Jack Dorsey, CEO of Twitter, tweeted Wednesday night that it would be “a tough day for us on Twitter” and promised to share the company’s results once the hack’s diagnosis is complete.

Some users who tried to tweet received an error message. This only seemed to apply to verified users with “blue checks”.

“This request appears to be automated. To protect our users from spam and other malicious activity, we cannot do this now. Please try again later,” the message said. Twitter didn’t answer questions about whether only verified accounts couldn’t tweet.

Twitter has now lifted this restriction. Users with verified accounts can now tweet again, but Twitter support indicated that functionality can “come and go”.

“We’re working to get things back to normal as soon as possible,” was the tweet.

The scam tweets end with a link that unsuspecting readers can send Bitcoin to. As of Wednesday afternoon, a sample of the BTC address from the tweets shows that a total of 12.30776555 BTC has been received, which is approximately $ 113,572.

The Wednesday hack is not the first time that Twitter accounts have been compromised by fraudsters. Hackers in 2018 took control of the verified Twitter accounts of Target and Google’s G-Suite. Twitter said hackers were using a third-party marketing service, not its own system, for the attack. Twitter then banned cryptocurrency ads, but that didn’t stop fraudsters from returning to the platform.

Even Dorsey wasn’t immune to hacking. In 2019, Dorsey’s account was compromised and the hackers tweeted sexist, racist, and anti-Semitic comments. According to Twitter, there was a security issue with Dorsey’s mobile operator that allowed hackers to text and send tweets from his account. In a tactic known as SIM exchange, a hacker bribes an operator of a cellular service provider to change the numbers tied to the SIM card. This enables them to bypass security measures such as two-factor authentication.

Politicians on Wednesday urged others not to fall for the Bitcoin scam, and some turned to Dorsey for answers. Missouri Republican Josh Hawley, a Republican, asked Dorsey in a letter to answer questions such as whether the attack threatened the security of President Donald Trump’s account and its effects on the security of other users.

“I’m concerned that this event is not just a coordinated series of separate hacking incidents, but rather a successful attack on Twitter’s security itself,” he said in the letter. “A successful attack on your system’s servers poses a threat to your users’ privacy and data security.”

Musk and Gates weren’t the only high-profile accounts that appeared to be compromised. Fraudulent tweets appeared in the feeds of Wendy’s fast food chain, Democratic presidential candidate Joe Biden, philanthropist Warren Buffett, musician Wiz Khalifa, Amazon CEO, Jeff Bezos, and celebrity Kim Kardashian. Fraudsters also seem to have targeted athletes like former professional boxer Floyd Mayweather and even a popular parody account for God, as well as cryptocurrency transactions.

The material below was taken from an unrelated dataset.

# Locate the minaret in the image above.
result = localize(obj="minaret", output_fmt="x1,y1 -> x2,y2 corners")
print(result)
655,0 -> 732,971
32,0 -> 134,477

“ALL IMPORTANT CRYPTO-TWITTER ACCOUNTS WERE COMPROMISED,” tweeted Cameron Winklevoss, co-founder of Gemini cryptocurrency exchange. “We are investigating and hope to receive more information shortly.”

“WARNING: @ Gemini’s Twitter account has been hacked along with a number of other crypto Twitter accounts,” added Tyler Winklevoss, repeating the concerns of his twin brother and Gemini co-founder. “This has resulted in @Gemini, @coinbase, @binance and @CoinDesk tweeting about a fraud partnership with CryptoForHealth. DO NOT CLICK THE LINK! These tweets are fraudulent.”

Tesla did not immediately respond to a request for comment. In the US, #hacked was the trend along with Bitcoin and #twitterhacked.